To derive the Lasso cost function, we simply replace the Gaussian prior with an exponential distribution (Laplace in this case) with zero mean value, that is

$$ p(\boldsymbol{\beta})=\prod_{j=0}^{p-1}\exp{\left(-\frac{\vert\beta_j\vert}{\tau}\right)}. $$

Our posterior probability becomes then (omitting the normalization factor which is just a constant)
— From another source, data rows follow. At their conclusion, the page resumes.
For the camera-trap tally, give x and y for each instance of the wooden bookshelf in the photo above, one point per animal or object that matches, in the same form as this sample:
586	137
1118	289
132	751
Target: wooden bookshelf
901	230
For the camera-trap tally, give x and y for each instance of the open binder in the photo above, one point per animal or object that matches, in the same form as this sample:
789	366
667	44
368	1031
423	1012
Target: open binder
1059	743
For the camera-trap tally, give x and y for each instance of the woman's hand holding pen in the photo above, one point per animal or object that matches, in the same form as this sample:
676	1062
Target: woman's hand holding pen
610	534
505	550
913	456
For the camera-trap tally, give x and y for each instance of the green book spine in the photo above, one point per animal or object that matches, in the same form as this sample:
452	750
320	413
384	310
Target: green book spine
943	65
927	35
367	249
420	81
$$ p(\boldsymbol{\beta}\vert\boldsymbol{D})=\prod_{i=0}^{n-1}\frac{1}{\sqrt{2\pi\sigma^2}}\exp{\left[-\frac{(y_i-\boldsymbol{X}_{i,*}\boldsymbol{\beta})^2}{2\sigma^2}\right]}\prod_{j=0}^{p-1}\exp{\left(-\frac{\vert\beta_j\vert}{\tau}\right)}. $$

Taking the negative logarithm of the posterior probability and leaving out the constants terms that do not depend on \( \beta \), we have

$$ C(\boldsymbol{\beta}=\frac{\vert\vert (\boldsymbol{y}-\boldsymbol{X}\boldsymbol{\beta})\vert\vert_2^2}{2\sigma^2}+\frac{1}{\tau}\vert\vert\boldsymbol{\beta}\vert\vert_1, $$

and replacing \( 1/\tau \) with \( \lambda \) we have

$$ C(\boldsymbol{\beta}=\frac{\vert\vert (\boldsymbol{y}-\boldsymbol{X}\boldsymbol{\beta})\vert\vert_2^2}{2\sigma^2}+\lambda\vert\vert\boldsymbol{\beta}\vert\vert_1, $$

which is our Lasso cost function!